At 7:15AM everyone started to get emotional around me, even the staff, and Jenna told me they could see her head. My Mom commented that she had hair and a precious little face. Around 7:30AM Jenna said that we were far enough along she could be vacuumed out which meant there was a really good chance I wouldn’t be needing a RCS. It was so hard to fight back the tears and I even turned down using a mirror at that point. I told them I was so afraid I would be overcome with emotion that I wouldn’t have enough focus. That’s when Rob and my Mom decided they would video the rest of the birth for me to watch later (something I HIGHLY recommend). After a really long break and a few more pushes her head was out, along with her hand, and at 7:47AM she was placed on my stomach. It wasn’t until that moment that I realized what had happened. Caity was here and I pushed her out myself. I asked if they could move her to my chest but Jenna said that my umbilical cord was extremely short and it could go any further. We had asked for delayed cord cutting so after it stopped pulsating my Mom did the honors of cutting it at 7:50AM.

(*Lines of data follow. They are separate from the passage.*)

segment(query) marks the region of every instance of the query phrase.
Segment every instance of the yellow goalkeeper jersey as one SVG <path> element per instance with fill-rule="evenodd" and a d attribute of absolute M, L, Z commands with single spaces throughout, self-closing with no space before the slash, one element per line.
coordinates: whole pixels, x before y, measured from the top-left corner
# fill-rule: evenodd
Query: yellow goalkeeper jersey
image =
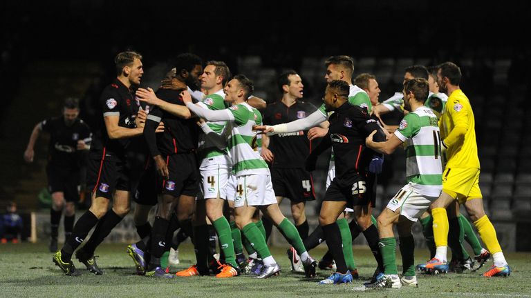
<path fill-rule="evenodd" d="M 439 128 L 444 140 L 456 128 L 466 128 L 465 137 L 448 144 L 447 168 L 479 168 L 475 122 L 470 101 L 460 89 L 451 92 L 440 117 Z M 452 140 L 453 141 L 453 140 Z"/>

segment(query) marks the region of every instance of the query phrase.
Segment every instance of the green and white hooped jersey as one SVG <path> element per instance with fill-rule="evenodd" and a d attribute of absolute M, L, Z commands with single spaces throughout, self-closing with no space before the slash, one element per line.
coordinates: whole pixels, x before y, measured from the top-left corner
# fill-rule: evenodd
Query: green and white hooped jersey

The emotional journey that had started about 24 hours before was over but a new life was just beginning. I laid there in awe of everything that had happened. My VBAC was possible and became a reality at 7:47AM on September 19th. I gave my body a chance and am so lucky it cooperated.
I was the first one to hold the baby girl I had been carrying for 9 months. She looked into my eyes, felt my skin, and listened to my heartbeat from the outside side for the first time.
While it wasn’t planned, I am so happy my Mom got to be there. She had two c-sections so this was all new for her. She get to see Caity’s face, even before I did, and witness the ups and downs of labor.
Caity had a great APGAR score and weighed in at 8lbs 3 oz (the same exact weight as her brother).
We stayed at the hospital for about 30 hours which was enough time for both Caity and I to be checked out, attend a breast feeding class, and even complete the paperwork for her birth certificate and social security card.
Caity wore the same outfit home as her brother with a special hat made by her Auntie Ah Ah (my sister).
It was so different being able to push Caity out of the hospital. While I was sore and somewhat uncomfortable, it was nothing like my c-section.
Parker was anxiously waiting at home to meet his little sister, although he had no idea what that meant!
My Mom always said you wouldn’t think it possible to love a second as much as your first, but you do. That is so true. My love for Caity was instant just like Parker and it came so naturally. I was meant to be the Mamma of these two amazing children and I can’t wait to watch them grow and support them along the way.